The Atlantic's James Fallows took a look at the problem of accountability for what's happened and I think his ideas for how to deal with it make a lot of sense. He suggests that the Biden White House steer clear of most of that work except for the important job of trying to make the executive branch work properly again. Obviously, he should remain hands-off any criminal investigations that might come through the Department of Justice, his only obligation there would be to appoint someone with credibility and integrity to handle whatever cases may already be percolating. So that leaves the Democrats, who control the congressional committees in the House, to create a Good Cop—Bad Cop dynamic between Biden and Nadler which might just be effective if the Democrats stay strong and don't react to bad faith caterwauling from the Republicans.
Fallows also believes that Biden should appoint three commissions, which I think are vital and I really hope that someone in the administration is listening.
The first would be a commission to look at the pandemic response. This won't be the last time we face such a crisis and this one was so much worse than it should have been. The country needs to know how it happened and understand how to ensure it doesn't happen again.

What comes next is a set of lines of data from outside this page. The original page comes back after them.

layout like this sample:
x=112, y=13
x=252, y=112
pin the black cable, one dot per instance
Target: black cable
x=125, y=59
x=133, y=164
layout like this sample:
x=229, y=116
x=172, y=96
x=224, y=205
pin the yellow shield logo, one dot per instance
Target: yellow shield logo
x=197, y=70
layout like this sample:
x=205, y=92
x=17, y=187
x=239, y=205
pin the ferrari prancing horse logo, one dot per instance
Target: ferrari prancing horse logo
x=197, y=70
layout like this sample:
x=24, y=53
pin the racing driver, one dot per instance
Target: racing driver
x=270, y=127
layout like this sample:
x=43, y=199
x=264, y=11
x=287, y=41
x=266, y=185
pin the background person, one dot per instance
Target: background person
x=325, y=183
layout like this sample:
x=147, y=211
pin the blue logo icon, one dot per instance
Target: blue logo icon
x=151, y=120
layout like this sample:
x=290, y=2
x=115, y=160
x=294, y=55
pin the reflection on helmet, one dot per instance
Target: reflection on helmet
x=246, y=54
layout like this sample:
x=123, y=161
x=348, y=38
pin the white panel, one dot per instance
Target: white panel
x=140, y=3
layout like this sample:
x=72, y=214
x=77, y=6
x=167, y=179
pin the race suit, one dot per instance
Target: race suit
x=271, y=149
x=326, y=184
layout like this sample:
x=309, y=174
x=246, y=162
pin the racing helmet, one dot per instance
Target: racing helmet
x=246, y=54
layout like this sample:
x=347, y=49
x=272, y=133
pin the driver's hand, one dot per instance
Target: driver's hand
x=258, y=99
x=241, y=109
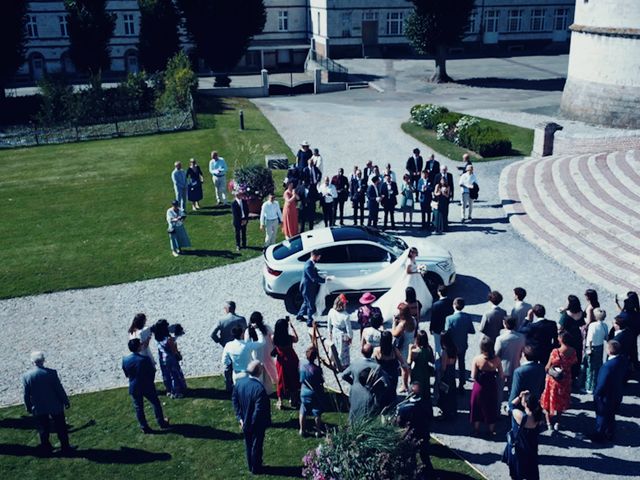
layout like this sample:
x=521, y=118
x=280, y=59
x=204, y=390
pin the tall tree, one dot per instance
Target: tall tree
x=90, y=30
x=159, y=37
x=222, y=31
x=12, y=39
x=435, y=25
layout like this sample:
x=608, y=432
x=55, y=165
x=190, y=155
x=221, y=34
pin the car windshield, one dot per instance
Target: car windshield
x=287, y=248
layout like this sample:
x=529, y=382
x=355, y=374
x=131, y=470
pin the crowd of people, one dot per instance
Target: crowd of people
x=536, y=360
x=424, y=187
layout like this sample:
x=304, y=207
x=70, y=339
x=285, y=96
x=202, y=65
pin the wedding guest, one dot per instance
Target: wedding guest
x=407, y=194
x=270, y=217
x=357, y=193
x=290, y=212
x=218, y=171
x=140, y=371
x=556, y=397
x=139, y=330
x=328, y=196
x=195, y=180
x=339, y=329
x=46, y=400
x=342, y=188
x=253, y=411
x=487, y=375
x=179, y=179
x=178, y=238
x=288, y=385
x=262, y=336
x=311, y=391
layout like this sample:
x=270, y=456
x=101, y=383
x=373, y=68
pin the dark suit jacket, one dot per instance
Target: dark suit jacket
x=390, y=199
x=608, y=391
x=141, y=373
x=373, y=204
x=529, y=376
x=311, y=280
x=440, y=310
x=43, y=392
x=437, y=178
x=238, y=214
x=251, y=404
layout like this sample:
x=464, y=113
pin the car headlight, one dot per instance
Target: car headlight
x=444, y=265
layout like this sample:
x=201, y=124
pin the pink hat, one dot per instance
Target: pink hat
x=367, y=298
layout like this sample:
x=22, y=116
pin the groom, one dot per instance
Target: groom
x=309, y=287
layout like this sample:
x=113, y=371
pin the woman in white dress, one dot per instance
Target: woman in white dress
x=339, y=329
x=411, y=277
x=263, y=335
x=142, y=333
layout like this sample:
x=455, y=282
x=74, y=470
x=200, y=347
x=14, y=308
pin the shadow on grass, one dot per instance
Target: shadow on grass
x=125, y=455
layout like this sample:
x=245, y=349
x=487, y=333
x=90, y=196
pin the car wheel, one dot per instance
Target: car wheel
x=432, y=280
x=293, y=300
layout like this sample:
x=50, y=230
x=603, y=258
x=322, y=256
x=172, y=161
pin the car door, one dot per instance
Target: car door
x=369, y=258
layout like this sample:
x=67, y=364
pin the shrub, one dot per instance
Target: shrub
x=255, y=180
x=178, y=84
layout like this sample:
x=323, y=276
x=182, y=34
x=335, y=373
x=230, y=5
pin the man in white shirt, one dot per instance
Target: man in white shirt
x=218, y=170
x=270, y=217
x=467, y=179
x=238, y=353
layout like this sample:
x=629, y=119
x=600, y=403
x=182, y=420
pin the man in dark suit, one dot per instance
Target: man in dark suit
x=440, y=310
x=240, y=211
x=433, y=168
x=373, y=202
x=414, y=166
x=46, y=400
x=253, y=411
x=607, y=395
x=309, y=286
x=448, y=177
x=541, y=333
x=389, y=196
x=140, y=371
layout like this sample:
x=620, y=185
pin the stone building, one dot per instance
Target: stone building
x=603, y=82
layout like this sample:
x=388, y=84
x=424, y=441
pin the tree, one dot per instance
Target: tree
x=222, y=31
x=435, y=25
x=159, y=38
x=90, y=30
x=12, y=39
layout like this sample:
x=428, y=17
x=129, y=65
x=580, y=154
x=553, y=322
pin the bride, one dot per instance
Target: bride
x=410, y=277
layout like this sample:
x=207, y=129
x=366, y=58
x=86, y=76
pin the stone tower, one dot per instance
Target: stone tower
x=603, y=82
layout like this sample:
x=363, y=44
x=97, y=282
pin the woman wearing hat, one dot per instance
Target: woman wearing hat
x=178, y=237
x=367, y=312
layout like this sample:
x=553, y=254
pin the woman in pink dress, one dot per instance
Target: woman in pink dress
x=290, y=212
x=556, y=397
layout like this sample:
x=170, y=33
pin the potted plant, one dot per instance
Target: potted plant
x=256, y=181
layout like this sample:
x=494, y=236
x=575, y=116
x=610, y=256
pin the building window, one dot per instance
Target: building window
x=515, y=20
x=561, y=19
x=394, y=23
x=129, y=25
x=346, y=24
x=32, y=26
x=283, y=21
x=64, y=28
x=491, y=21
x=537, y=19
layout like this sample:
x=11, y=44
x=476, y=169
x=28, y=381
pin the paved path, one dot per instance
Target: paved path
x=582, y=211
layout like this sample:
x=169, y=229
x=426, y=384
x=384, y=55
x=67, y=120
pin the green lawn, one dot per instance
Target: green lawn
x=205, y=441
x=521, y=140
x=93, y=213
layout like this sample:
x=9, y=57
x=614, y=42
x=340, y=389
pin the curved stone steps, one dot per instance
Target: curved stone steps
x=582, y=210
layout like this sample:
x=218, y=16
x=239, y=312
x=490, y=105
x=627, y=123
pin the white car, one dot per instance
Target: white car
x=346, y=252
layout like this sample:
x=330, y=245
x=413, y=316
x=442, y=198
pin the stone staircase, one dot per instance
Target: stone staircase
x=582, y=210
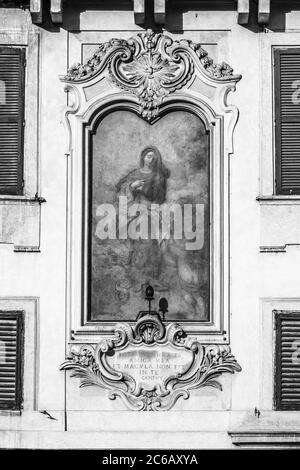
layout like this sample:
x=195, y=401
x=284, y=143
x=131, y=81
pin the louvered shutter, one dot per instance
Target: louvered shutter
x=12, y=62
x=287, y=120
x=11, y=358
x=287, y=380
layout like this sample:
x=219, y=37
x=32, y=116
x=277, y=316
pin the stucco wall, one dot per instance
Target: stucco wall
x=259, y=282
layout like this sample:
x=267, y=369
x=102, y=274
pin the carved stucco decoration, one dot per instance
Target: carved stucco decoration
x=151, y=66
x=151, y=365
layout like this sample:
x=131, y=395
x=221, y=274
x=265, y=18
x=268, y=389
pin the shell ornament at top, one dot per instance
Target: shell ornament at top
x=151, y=66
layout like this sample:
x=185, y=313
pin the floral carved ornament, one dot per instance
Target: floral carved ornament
x=151, y=365
x=151, y=66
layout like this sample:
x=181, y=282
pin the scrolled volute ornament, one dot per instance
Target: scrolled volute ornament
x=150, y=366
x=151, y=66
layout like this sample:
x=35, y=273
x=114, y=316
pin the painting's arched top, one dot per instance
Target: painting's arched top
x=151, y=66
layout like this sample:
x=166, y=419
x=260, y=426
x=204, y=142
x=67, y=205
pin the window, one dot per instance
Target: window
x=287, y=361
x=11, y=355
x=12, y=63
x=287, y=120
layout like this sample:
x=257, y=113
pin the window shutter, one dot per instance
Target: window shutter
x=287, y=361
x=11, y=355
x=287, y=120
x=12, y=64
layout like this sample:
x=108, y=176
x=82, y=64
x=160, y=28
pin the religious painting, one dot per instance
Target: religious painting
x=149, y=217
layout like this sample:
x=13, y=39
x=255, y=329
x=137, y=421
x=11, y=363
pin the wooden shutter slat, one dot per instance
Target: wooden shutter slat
x=11, y=120
x=11, y=352
x=287, y=379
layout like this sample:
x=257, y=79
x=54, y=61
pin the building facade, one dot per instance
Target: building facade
x=154, y=77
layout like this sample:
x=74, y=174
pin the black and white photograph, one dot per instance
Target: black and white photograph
x=149, y=228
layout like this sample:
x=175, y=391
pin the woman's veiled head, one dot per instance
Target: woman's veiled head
x=151, y=157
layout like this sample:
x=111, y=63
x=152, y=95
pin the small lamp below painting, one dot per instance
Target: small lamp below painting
x=163, y=304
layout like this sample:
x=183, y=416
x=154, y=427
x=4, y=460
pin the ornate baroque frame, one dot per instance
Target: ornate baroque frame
x=183, y=77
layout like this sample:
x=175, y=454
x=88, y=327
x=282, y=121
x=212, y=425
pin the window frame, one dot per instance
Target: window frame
x=278, y=317
x=278, y=120
x=19, y=316
x=18, y=190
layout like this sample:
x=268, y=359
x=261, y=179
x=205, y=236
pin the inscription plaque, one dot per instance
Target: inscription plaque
x=150, y=366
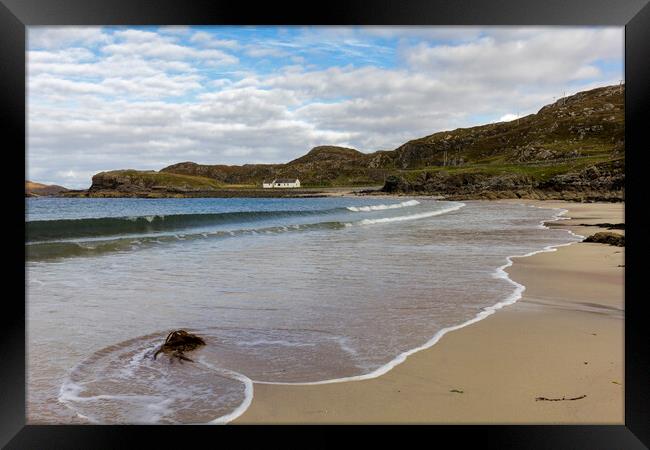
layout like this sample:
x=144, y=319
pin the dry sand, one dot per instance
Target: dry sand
x=564, y=338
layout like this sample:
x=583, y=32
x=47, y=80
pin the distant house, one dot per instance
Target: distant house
x=281, y=183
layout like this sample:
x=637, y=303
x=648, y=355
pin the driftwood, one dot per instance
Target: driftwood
x=177, y=343
x=558, y=399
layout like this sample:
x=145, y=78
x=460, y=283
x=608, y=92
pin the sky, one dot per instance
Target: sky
x=106, y=98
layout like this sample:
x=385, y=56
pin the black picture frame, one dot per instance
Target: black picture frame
x=16, y=15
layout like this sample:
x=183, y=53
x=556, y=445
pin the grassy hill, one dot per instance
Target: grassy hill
x=33, y=189
x=574, y=144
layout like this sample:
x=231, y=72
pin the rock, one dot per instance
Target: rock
x=177, y=343
x=607, y=237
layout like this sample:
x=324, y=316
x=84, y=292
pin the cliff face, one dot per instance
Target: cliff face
x=33, y=189
x=322, y=166
x=573, y=148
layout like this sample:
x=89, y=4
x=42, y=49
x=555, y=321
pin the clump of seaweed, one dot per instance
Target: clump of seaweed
x=177, y=343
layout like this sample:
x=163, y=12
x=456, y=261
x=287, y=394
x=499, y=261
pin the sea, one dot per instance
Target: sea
x=283, y=291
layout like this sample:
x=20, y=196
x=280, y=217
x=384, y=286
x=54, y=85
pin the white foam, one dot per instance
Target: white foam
x=69, y=390
x=511, y=299
x=382, y=207
x=248, y=394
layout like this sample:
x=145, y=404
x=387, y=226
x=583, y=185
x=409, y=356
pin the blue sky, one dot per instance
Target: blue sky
x=102, y=98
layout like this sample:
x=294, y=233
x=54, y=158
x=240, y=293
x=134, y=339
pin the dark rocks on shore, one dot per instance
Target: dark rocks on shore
x=609, y=226
x=607, y=237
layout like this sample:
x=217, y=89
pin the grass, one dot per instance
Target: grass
x=536, y=171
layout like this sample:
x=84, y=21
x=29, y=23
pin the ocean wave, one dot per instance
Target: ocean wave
x=50, y=250
x=410, y=216
x=383, y=207
x=45, y=230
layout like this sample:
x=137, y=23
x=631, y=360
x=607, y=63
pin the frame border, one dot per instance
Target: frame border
x=16, y=15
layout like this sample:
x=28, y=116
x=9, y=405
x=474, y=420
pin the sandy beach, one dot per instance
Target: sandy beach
x=563, y=338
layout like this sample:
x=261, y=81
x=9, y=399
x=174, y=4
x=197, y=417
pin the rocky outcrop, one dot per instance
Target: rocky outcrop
x=607, y=237
x=571, y=149
x=33, y=189
x=602, y=182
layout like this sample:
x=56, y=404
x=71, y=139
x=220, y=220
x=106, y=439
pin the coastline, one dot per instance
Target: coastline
x=563, y=338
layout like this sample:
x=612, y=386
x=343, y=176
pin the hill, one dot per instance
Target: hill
x=573, y=148
x=33, y=189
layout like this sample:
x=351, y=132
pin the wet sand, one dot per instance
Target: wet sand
x=564, y=338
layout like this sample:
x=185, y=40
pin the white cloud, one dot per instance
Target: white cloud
x=508, y=117
x=100, y=100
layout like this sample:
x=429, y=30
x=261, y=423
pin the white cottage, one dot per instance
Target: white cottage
x=281, y=183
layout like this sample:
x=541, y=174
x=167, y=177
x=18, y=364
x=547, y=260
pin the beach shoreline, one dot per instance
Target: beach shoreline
x=564, y=340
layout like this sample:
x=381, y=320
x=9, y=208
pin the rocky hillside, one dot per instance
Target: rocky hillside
x=573, y=148
x=33, y=189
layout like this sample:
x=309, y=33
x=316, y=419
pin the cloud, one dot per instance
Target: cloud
x=508, y=117
x=105, y=98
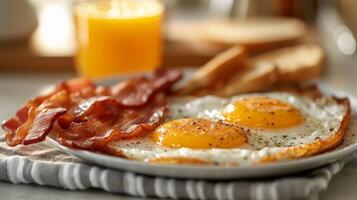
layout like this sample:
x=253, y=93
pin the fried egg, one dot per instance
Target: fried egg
x=242, y=130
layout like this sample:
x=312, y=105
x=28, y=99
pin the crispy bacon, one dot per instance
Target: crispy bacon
x=78, y=114
x=130, y=93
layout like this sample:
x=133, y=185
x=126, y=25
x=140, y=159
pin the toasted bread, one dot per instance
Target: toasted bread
x=212, y=73
x=291, y=64
x=259, y=76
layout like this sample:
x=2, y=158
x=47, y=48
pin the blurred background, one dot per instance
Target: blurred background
x=40, y=34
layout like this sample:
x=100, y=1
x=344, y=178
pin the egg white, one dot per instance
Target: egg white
x=321, y=120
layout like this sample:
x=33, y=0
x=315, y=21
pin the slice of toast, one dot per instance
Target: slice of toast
x=291, y=64
x=294, y=64
x=259, y=76
x=216, y=71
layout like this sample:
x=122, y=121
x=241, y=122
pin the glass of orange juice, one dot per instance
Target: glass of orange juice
x=118, y=36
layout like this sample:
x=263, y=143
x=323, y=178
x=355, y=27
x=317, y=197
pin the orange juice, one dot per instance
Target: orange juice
x=118, y=36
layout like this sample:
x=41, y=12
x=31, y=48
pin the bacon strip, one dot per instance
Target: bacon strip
x=80, y=115
x=130, y=93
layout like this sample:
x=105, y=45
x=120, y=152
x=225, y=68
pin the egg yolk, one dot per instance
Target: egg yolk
x=263, y=112
x=198, y=134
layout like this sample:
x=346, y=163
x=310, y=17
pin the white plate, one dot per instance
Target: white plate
x=215, y=172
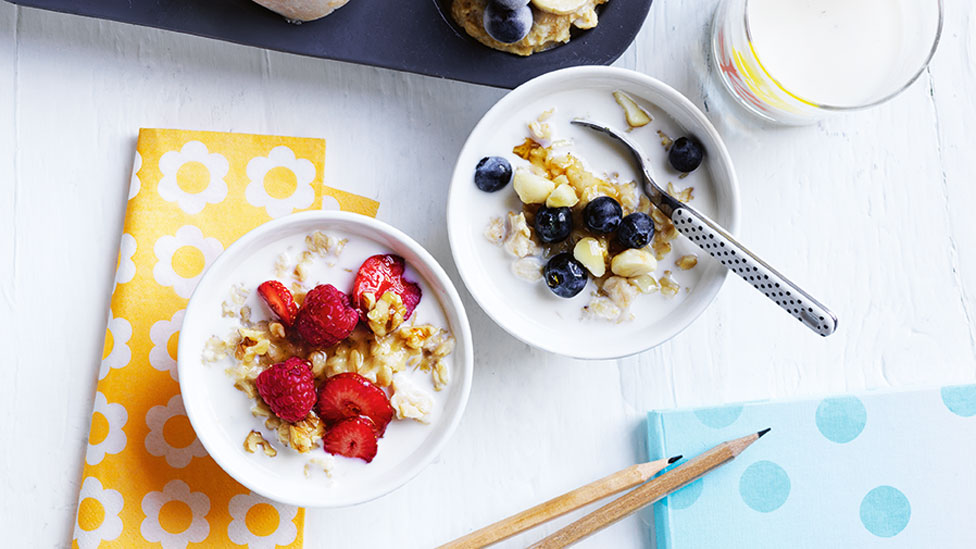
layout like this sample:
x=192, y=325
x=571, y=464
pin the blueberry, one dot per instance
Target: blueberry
x=602, y=215
x=636, y=230
x=553, y=224
x=492, y=173
x=506, y=25
x=686, y=154
x=565, y=276
x=509, y=4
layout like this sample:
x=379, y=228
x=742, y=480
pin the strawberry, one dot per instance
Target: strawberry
x=326, y=317
x=350, y=395
x=288, y=388
x=382, y=273
x=279, y=300
x=352, y=437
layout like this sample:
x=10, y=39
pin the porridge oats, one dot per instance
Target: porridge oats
x=575, y=225
x=327, y=372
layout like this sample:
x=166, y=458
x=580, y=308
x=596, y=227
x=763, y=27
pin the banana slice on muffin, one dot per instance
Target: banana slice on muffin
x=303, y=10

The second commission Fallows recommends would look into the cases of family separation at the border, with an immediate task to find the children and then document meticulously exactly how such a program came to be implemented. As Fallows points out, this didn't happen by executive fiat. There was complicity at all levels and it has to be exposed and dealt with. This grotesque policy is right up there with the pandemic in terms of sheer cruelty.
And finally, Biden needs to appoint a commission to investigate the Trump administration's assault on democracy itself. He didn't invent it, of course, but he's taken it to a level that is in danger of permanently damaging our election system and people's faith in their democracy. And he's done so on the basis of crude lies and propaganda.
Biden doesn't have to be personally involved in any of this. He can stay above the fray and concentrate on doing the job he was hired to do. But these commissions would go a long way toward reassuring the majority of Americans who are still shell-shocked by what has happened in these four years that at least there will be a public airing and permanent record of what went wrong. Most people are hungry for the truth and while I doubt Trump's followers will want to hear it, we need the truth for the history books. At some point, their children or grandchildren may want to know what really happened.